Video is pretty much out of my experience area. But at first glance I would say your light boxes are the problem. They might be OK for stills and I mean close up stills but they are most likely way underpowered for video. They are almost too underpowered for stills if the subject isn't small and they aren't very close to it. For stills we almost always use three light sources. It is a common setup for lights and is called three-point lighting. It consists of a key light, a fill light, and a backlight. The backlight is called a “hairlight”. A keylight which should be the brightest and a fill light. These two should be on either side, 4 o'clock and 8 o'clock, with the hairlight in the center somewhere. Now that is very basic and simplistic but you get the idea.
BTW, reset you 80D back to factory default before moving on. Just in case there is an unwanted setting by mistake or on purpose.
Thanks for the help! Yes, I guess I have been using my light boxes as my main light sources when they should be more like fill lights. Do you think adding something like a ring light as my main source might be better, keeping the light boxes as the fill lights?
PS I didn't have my light boxes in in these shots bc I felt like the natural light was sufficient (obvi I was wrong). However, even with my light boxes I have a similar issue.
"Do you think adding something like a ring light as my main source might be better, ..."
No, ring light won't help. Are you asking for video or stills. You can find a lot better person for video lighting than me.
To give you an example my light boxes are 48x48 inches (for stills).

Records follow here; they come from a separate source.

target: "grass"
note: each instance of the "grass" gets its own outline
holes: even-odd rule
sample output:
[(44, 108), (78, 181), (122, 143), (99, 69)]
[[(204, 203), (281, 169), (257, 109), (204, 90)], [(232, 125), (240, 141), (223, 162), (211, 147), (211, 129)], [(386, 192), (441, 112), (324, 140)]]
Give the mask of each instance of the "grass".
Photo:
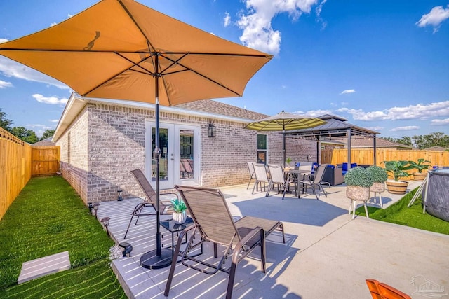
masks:
[[(64, 179), (33, 178), (0, 221), (0, 298), (126, 298), (112, 245)], [(23, 262), (65, 251), (71, 270), (17, 285)]]
[[(427, 213), (422, 214), (421, 196), (415, 201), (410, 207), (407, 207), (417, 190), (417, 188), (412, 190), (401, 200), (385, 209), (368, 207), (368, 212), (370, 218), (430, 232), (449, 235), (449, 222), (434, 217)], [(366, 215), (363, 206), (357, 209), (356, 212), (360, 216), (365, 216)]]

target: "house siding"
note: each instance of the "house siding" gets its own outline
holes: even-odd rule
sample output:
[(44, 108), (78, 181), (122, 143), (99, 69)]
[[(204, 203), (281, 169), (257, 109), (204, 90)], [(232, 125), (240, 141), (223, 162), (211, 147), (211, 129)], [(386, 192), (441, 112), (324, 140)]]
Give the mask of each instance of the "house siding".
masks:
[[(147, 120), (154, 120), (152, 109), (91, 102), (58, 139), (62, 174), (85, 202), (115, 200), (119, 189), (124, 197), (143, 196), (129, 172), (136, 168), (145, 172)], [(161, 111), (160, 122), (199, 125), (201, 186), (248, 182), (246, 161), (255, 161), (257, 134), (265, 133), (243, 130), (246, 123), (238, 121), (175, 112)], [(216, 127), (214, 137), (208, 137), (210, 123)], [(268, 162), (281, 163), (282, 134), (267, 135)], [(287, 137), (286, 153), (293, 161), (305, 161), (308, 155), (314, 161), (316, 143)]]

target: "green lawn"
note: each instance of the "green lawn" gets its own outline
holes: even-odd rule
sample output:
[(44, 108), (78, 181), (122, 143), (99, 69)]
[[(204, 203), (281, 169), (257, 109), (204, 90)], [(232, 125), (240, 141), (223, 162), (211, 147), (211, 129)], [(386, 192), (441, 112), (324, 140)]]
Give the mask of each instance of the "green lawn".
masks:
[[(449, 222), (434, 217), (427, 213), (422, 214), (421, 196), (415, 201), (410, 207), (407, 207), (417, 190), (417, 188), (413, 190), (398, 202), (385, 209), (368, 207), (368, 212), (370, 218), (381, 221), (449, 235)], [(360, 216), (365, 216), (363, 206), (357, 209), (356, 212)]]
[[(112, 245), (64, 179), (33, 178), (0, 221), (0, 298), (126, 298)], [(65, 251), (71, 270), (17, 285), (23, 262)]]

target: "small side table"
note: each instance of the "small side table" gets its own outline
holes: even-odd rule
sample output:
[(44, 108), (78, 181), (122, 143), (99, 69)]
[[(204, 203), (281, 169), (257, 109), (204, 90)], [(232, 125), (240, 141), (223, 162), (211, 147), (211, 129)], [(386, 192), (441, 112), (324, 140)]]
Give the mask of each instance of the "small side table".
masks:
[[(166, 220), (161, 221), (161, 226), (168, 230), (171, 233), (171, 256), (172, 258), (175, 255), (175, 233), (177, 233), (184, 229), (188, 228), (194, 224), (194, 221), (192, 218), (187, 217), (185, 222), (182, 224), (177, 224), (175, 223), (174, 220)], [(186, 235), (186, 242), (187, 235)], [(203, 244), (201, 244), (201, 252), (199, 254), (203, 253)]]

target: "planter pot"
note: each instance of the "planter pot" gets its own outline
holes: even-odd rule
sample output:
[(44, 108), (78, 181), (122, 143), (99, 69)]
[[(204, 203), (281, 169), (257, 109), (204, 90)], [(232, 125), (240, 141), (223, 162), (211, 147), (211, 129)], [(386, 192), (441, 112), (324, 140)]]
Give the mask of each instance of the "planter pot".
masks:
[(385, 190), (385, 183), (375, 182), (371, 187), (370, 187), (370, 191), (371, 192), (384, 192)]
[(413, 174), (413, 179), (415, 181), (424, 181), (424, 179), (426, 178), (426, 176), (427, 176), (427, 174), (425, 172), (415, 172)]
[(368, 200), (370, 199), (370, 188), (347, 186), (346, 186), (346, 197), (354, 200)]
[(408, 182), (404, 181), (387, 181), (385, 183), (387, 184), (388, 192), (391, 194), (406, 194), (406, 190), (408, 186)]
[(185, 211), (182, 213), (173, 213), (173, 221), (175, 223), (182, 224), (185, 222), (187, 218), (187, 214)]

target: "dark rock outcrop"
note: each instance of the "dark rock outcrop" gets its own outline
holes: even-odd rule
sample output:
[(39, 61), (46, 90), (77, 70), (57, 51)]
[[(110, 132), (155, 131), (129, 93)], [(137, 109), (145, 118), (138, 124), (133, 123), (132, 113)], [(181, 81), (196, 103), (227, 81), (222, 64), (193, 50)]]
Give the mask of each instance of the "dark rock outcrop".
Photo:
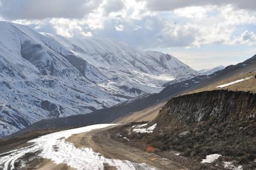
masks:
[(255, 120), (255, 94), (215, 90), (172, 98), (152, 123), (164, 127), (192, 123), (212, 125)]

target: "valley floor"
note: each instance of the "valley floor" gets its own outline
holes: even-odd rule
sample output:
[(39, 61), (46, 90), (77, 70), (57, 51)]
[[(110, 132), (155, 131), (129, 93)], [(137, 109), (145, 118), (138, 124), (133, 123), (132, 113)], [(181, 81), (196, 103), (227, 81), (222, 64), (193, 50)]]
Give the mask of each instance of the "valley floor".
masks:
[[(19, 148), (0, 154), (0, 168), (186, 169), (180, 164), (154, 153), (112, 139), (111, 134), (120, 130), (118, 127), (93, 125), (39, 137), (30, 141), (32, 142), (31, 145), (23, 144)], [(8, 145), (5, 147), (8, 147)]]

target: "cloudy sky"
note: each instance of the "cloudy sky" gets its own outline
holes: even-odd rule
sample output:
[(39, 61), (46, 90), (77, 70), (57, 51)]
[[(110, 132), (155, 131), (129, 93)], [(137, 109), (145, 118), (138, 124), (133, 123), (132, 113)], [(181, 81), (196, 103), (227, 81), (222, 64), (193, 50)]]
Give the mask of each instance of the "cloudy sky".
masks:
[(0, 20), (69, 37), (114, 38), (197, 70), (256, 53), (255, 0), (0, 0)]

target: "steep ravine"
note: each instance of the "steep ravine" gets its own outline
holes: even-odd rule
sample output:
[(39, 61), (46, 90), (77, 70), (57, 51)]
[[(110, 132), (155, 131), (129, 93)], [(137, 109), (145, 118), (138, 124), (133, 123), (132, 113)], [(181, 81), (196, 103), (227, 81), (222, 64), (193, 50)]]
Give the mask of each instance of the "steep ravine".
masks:
[(255, 120), (255, 94), (215, 90), (172, 98), (160, 111), (154, 122), (165, 127), (194, 123), (212, 125)]

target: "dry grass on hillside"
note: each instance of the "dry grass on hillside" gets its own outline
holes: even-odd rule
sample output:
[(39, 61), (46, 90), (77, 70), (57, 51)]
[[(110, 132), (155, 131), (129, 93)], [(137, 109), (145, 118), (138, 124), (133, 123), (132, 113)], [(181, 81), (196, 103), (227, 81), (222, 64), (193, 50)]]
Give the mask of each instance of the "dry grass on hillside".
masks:
[[(255, 71), (252, 73), (243, 73), (240, 74), (239, 76), (228, 79), (223, 81), (219, 81), (217, 83), (213, 83), (206, 87), (191, 91), (188, 94), (215, 90), (228, 90), (230, 91), (250, 91), (251, 93), (256, 93), (256, 79), (255, 78)], [(252, 77), (248, 80), (245, 80), (242, 82), (236, 83), (234, 84), (227, 86), (225, 87), (217, 88), (217, 87), (219, 85), (224, 85), (237, 80), (250, 77)]]

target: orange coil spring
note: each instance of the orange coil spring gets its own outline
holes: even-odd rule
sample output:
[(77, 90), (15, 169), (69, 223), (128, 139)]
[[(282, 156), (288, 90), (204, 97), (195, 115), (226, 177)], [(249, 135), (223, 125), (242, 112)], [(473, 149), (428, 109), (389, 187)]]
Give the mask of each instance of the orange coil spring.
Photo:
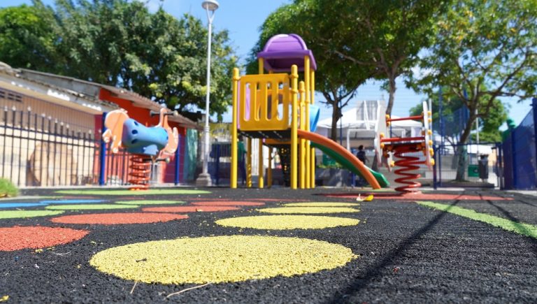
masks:
[(149, 189), (149, 180), (151, 174), (151, 159), (147, 155), (132, 154), (129, 168), (129, 182), (134, 186), (129, 190), (147, 190)]
[(396, 179), (395, 182), (399, 184), (406, 184), (403, 186), (395, 188), (395, 190), (404, 193), (417, 192), (417, 190), (415, 188), (421, 187), (422, 184), (413, 180), (419, 178), (421, 175), (413, 173), (411, 171), (419, 169), (420, 166), (418, 165), (425, 164), (425, 161), (420, 161), (420, 157), (403, 155), (404, 153), (419, 152), (416, 148), (415, 144), (399, 145), (395, 147), (394, 150), (395, 151), (394, 156), (399, 159), (395, 161), (395, 166), (401, 167), (394, 172), (395, 174), (403, 175), (402, 178)]

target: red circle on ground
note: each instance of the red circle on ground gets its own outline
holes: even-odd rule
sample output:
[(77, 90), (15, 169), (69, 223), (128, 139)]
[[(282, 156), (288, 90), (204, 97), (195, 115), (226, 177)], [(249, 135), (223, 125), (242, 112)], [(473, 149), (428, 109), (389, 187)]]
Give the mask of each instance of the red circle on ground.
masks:
[(192, 205), (196, 206), (262, 206), (264, 203), (258, 203), (253, 201), (196, 201), (192, 203)]
[(309, 201), (307, 199), (294, 199), (294, 198), (248, 198), (250, 201)]
[(159, 222), (169, 222), (174, 219), (188, 218), (184, 215), (170, 215), (166, 213), (94, 213), (89, 215), (65, 215), (57, 217), (50, 220), (55, 223), (62, 224), (100, 224), (114, 225), (119, 224), (148, 224)]
[(90, 231), (59, 227), (0, 228), (0, 251), (56, 246), (78, 240)]
[(178, 207), (149, 207), (142, 211), (150, 212), (210, 212), (213, 211), (238, 210), (241, 208), (231, 206), (178, 206)]
[[(501, 196), (488, 196), (484, 195), (466, 195), (466, 194), (442, 194), (432, 193), (415, 193), (397, 195), (387, 193), (362, 193), (362, 196), (373, 194), (373, 199), (394, 199), (394, 200), (431, 200), (431, 201), (513, 201), (512, 198)], [(356, 199), (358, 194), (323, 194), (327, 197), (337, 197), (340, 198)]]

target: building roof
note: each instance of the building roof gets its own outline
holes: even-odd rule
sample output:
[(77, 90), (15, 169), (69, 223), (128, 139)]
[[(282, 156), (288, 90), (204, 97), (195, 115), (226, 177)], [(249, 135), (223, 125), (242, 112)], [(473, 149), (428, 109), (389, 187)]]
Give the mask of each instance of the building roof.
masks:
[[(78, 92), (78, 94), (81, 94), (85, 97), (92, 98), (96, 101), (99, 101), (99, 96), (101, 90), (104, 89), (110, 92), (112, 96), (129, 101), (132, 102), (135, 106), (139, 108), (158, 112), (160, 108), (163, 107), (163, 105), (161, 103), (152, 101), (151, 99), (126, 89), (101, 85), (100, 83), (83, 80), (72, 77), (27, 70), (25, 68), (21, 68), (19, 71), (21, 78), (40, 83), (47, 84), (71, 92)], [(111, 103), (104, 101), (100, 101), (106, 103), (107, 104)], [(115, 104), (114, 104), (114, 106), (117, 108)], [(187, 129), (201, 129), (201, 126), (198, 124), (178, 113), (176, 113), (173, 116), (169, 117), (169, 120), (176, 122), (180, 126)]]
[(0, 82), (6, 89), (88, 113), (98, 114), (119, 108), (115, 103), (91, 96), (27, 78), (21, 74), (21, 70), (3, 62), (0, 62)]

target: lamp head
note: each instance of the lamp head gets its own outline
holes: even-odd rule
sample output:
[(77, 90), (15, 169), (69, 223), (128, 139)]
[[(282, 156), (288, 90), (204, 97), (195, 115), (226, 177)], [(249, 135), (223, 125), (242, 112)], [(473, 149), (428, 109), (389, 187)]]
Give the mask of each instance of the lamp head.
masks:
[(206, 0), (201, 3), (201, 7), (206, 10), (209, 10), (211, 12), (214, 12), (218, 8), (218, 1), (216, 0)]

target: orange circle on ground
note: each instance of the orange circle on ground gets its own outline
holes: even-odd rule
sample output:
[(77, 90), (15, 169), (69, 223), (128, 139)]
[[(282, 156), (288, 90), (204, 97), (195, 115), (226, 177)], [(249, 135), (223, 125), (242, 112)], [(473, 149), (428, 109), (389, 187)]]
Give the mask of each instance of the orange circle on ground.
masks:
[(150, 212), (211, 212), (213, 211), (239, 210), (241, 208), (231, 206), (178, 206), (178, 207), (148, 207), (142, 211)]
[(0, 251), (56, 246), (78, 240), (90, 231), (41, 226), (0, 228)]
[(102, 225), (115, 225), (120, 224), (148, 224), (159, 222), (169, 222), (174, 219), (188, 218), (184, 215), (171, 215), (166, 213), (94, 213), (90, 215), (65, 215), (54, 217), (50, 220), (62, 224), (100, 224)]
[(196, 206), (262, 206), (264, 203), (258, 203), (254, 201), (196, 201), (192, 203), (192, 205)]
[(300, 198), (249, 198), (250, 201), (308, 201), (307, 199)]

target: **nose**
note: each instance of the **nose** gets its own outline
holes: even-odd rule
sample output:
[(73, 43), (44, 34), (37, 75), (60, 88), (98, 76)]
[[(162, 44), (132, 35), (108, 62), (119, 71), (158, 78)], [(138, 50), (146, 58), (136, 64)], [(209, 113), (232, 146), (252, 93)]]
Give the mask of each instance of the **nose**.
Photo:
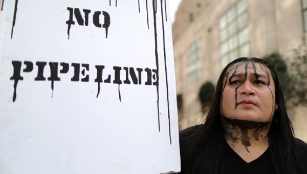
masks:
[(253, 84), (248, 80), (246, 80), (242, 85), (239, 87), (239, 94), (244, 95), (254, 95), (255, 91)]

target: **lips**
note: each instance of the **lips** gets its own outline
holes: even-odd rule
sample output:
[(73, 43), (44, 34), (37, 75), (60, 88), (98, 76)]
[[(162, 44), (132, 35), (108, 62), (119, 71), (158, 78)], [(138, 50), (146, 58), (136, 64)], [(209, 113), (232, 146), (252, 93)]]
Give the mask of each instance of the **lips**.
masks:
[(253, 104), (254, 105), (256, 105), (256, 103), (255, 103), (255, 102), (254, 102), (253, 101), (250, 100), (241, 100), (238, 104)]

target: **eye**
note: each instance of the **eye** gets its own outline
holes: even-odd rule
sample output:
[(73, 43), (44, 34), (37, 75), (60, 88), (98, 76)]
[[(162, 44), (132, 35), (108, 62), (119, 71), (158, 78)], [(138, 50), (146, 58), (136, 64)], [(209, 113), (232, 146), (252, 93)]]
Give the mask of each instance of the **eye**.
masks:
[(263, 81), (259, 80), (255, 80), (255, 81), (254, 81), (254, 83), (256, 84), (266, 84), (266, 82), (265, 82)]

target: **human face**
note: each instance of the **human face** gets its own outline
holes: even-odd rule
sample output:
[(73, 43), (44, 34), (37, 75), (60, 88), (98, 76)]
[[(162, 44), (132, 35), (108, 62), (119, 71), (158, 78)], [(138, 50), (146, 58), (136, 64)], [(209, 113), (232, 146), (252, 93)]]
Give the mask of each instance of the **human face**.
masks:
[(271, 121), (277, 108), (275, 94), (271, 71), (265, 65), (235, 63), (224, 79), (221, 113), (231, 119)]

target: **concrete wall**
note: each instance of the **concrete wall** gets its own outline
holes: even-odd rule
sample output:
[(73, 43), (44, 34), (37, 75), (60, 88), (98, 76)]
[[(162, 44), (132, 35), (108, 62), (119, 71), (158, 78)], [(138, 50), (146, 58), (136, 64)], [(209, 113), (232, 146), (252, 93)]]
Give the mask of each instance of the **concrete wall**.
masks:
[[(173, 25), (177, 94), (182, 95), (183, 98), (180, 113), (180, 129), (201, 123), (202, 114), (198, 98), (199, 89), (207, 81), (215, 84), (223, 68), (218, 20), (237, 1), (204, 1), (201, 12), (189, 23), (184, 16), (186, 11), (180, 8), (185, 6), (186, 2), (183, 1), (174, 22), (178, 26), (184, 23), (185, 27), (175, 28)], [(248, 4), (249, 56), (262, 57), (277, 51), (287, 58), (304, 34), (300, 1), (248, 0)], [(190, 10), (193, 8), (190, 7)], [(196, 39), (201, 41), (202, 74), (199, 80), (189, 83), (186, 76), (187, 50)], [(295, 114), (291, 118), (297, 136), (307, 141), (307, 116), (302, 114), (305, 112), (304, 110), (307, 108), (299, 106), (294, 109), (295, 112), (290, 112)]]

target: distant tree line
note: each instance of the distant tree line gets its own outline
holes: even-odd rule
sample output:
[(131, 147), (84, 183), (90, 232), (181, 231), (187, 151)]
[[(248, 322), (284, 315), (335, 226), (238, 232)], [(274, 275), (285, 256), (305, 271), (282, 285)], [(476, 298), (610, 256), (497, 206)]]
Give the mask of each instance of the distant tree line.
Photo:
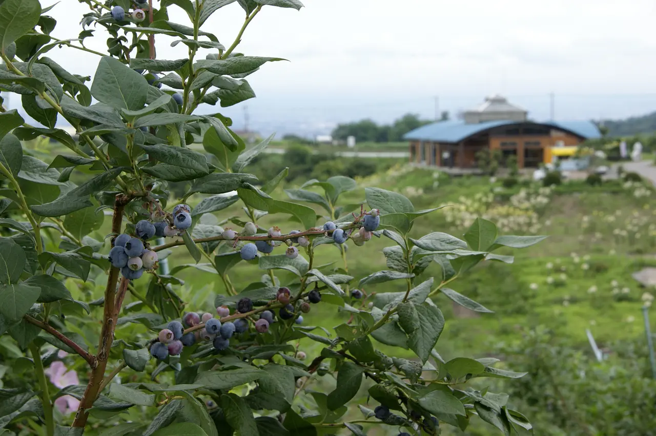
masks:
[[(449, 113), (442, 113), (442, 120), (449, 119)], [(337, 125), (333, 130), (333, 138), (345, 141), (355, 136), (358, 142), (396, 142), (403, 140), (403, 135), (417, 127), (430, 124), (432, 120), (421, 119), (416, 113), (406, 113), (392, 124), (377, 124), (371, 119)]]

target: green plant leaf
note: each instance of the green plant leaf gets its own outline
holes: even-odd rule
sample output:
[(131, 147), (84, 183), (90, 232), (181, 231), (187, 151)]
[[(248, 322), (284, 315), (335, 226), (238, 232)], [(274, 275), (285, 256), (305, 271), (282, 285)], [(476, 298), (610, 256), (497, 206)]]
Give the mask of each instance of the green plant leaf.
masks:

What exactly is your concern with this photo? I loaded it in PS and did a WB correction which was slight to say the most. I put perhaps 1/2 stop exposure correction. It looks right to me. The white looks good. The black looks good. Greyscale is spot on.
Thanks for your thoughts, maybe I am being a bit hard on it.
My concern is that that footage looks kind of "tacky"--that may not make sense, but what I mean is: a bit dull, a bit yellow, and a bit dark. I'm not sure how to describe it, but not bright, clear, and vibrant the way you ideally want video to look.
This photo looks bright and clear to me. "Vibrant" is something different to any viewer.
Have you done any video anywhere else, like outdoors on a sunny day, to see what you get? Other than adding exposure to your kitchen shots to lighten them, what are you trying to do?